The One Point of Grace: God Saves Sinners
These five points, usually called the five points of Reformation theology, the five doctrines of grace or the five points of Calvinism, really make one point; God saves sinners:
For to Calvinism there is really only one point to be made in the field of soteriology: the point that God saves sinners. God: the Triune Jehovah. Father, Son and Spirit: three Persons working together in sovereign wisdom, power and love to achieve the salvation of a chosen people, the Father electing, the Son fulfilling the Father’s will by redeeming, the Spirit executing the purpose of Father and Son by renewing. Saves: does everything, first to last, that is involved in bringing man from death in sin to life in glory: plans, achieves and communicates redemption, calls and keeps, justifies, sanctifies, glorifies. Sinners: men as God finds them, guilty, vile, helpless, powerless, unable to lift a finger to do God’s will or better their spiritual lot. God saves sinners: and the force of this confession may not be weakened by disrupting the unity of the work of the Trinity, or by dividing the achievement of salvation between God and man and making the decisive part man’s own, or by soft-pedaling the sinner’s inability so as to allow him to share the praise of his salvation with his Savior.

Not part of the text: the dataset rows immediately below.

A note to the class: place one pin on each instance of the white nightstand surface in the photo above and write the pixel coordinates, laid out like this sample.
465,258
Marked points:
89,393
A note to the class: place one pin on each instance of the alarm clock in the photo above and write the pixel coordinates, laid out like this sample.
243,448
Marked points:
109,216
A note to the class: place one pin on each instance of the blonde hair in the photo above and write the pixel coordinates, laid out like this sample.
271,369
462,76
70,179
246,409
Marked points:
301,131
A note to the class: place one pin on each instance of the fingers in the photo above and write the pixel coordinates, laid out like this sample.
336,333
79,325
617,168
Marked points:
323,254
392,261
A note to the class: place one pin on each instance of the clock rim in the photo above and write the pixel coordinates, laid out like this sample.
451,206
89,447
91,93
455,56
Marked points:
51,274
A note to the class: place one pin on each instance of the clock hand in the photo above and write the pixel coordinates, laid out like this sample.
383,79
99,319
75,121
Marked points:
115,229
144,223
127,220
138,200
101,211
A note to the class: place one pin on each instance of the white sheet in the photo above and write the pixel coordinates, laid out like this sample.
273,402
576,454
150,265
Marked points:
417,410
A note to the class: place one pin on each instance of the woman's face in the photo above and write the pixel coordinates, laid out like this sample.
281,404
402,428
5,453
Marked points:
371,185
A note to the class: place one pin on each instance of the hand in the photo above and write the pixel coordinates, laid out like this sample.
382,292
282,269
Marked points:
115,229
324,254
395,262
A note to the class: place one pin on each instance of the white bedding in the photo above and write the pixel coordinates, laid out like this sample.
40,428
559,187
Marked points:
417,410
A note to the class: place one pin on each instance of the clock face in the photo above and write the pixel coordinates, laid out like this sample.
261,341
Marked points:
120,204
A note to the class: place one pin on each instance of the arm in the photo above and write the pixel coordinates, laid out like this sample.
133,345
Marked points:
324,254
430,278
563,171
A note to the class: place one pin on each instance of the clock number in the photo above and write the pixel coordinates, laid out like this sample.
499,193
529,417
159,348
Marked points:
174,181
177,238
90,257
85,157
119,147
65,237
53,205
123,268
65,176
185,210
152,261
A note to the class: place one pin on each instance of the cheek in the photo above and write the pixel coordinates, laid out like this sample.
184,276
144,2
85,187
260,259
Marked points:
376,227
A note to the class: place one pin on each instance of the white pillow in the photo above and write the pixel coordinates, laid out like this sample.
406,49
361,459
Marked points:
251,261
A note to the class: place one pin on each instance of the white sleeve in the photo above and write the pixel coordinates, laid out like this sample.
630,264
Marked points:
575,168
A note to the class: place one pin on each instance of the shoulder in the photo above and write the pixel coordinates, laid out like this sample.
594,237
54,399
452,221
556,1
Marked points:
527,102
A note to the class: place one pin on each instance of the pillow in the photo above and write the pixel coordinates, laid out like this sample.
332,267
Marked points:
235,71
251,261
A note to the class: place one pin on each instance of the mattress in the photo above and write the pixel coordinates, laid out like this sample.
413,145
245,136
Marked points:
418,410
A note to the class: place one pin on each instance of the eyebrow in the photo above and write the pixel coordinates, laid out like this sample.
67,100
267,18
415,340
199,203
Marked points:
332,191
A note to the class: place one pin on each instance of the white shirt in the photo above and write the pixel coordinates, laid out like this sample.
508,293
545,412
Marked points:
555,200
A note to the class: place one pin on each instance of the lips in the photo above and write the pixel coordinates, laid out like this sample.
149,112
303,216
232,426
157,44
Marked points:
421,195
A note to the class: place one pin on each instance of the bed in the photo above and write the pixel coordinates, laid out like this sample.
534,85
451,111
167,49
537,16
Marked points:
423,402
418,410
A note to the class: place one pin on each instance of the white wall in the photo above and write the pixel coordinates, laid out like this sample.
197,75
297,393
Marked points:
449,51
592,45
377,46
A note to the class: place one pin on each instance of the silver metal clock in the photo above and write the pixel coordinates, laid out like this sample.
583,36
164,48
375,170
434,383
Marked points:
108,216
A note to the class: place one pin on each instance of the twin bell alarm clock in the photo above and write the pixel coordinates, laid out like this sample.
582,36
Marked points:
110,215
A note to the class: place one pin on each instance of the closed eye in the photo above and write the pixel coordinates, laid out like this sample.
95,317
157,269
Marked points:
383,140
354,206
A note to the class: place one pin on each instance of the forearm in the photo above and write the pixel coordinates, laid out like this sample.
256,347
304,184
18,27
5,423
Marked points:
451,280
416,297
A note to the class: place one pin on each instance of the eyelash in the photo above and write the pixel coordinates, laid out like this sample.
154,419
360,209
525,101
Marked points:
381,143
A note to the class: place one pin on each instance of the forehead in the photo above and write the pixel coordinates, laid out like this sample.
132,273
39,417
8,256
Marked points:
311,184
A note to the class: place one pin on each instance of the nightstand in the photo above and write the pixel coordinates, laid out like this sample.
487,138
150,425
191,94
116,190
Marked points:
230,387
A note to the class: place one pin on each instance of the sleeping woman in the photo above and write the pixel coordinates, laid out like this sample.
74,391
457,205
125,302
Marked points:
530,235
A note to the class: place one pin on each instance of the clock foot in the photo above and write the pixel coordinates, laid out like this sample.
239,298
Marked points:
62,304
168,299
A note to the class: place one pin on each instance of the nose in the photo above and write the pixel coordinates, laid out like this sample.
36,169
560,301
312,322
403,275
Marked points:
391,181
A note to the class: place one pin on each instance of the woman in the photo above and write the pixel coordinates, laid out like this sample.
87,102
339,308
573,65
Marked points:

This is the one point of Calvinistic soteriology which the “five points” are concerned to establish and Arminianism in all its forms to deny: namely, that sinners do not save themselves in any sense at all, but that salvation, first and last, whole and entire, past, present and future, is of the Lord, to Whom be glory for ever; amen (J. I. Packer, “Introductory Essay to John Owen’s The Death of Death in the Death of Christ,” p. 7).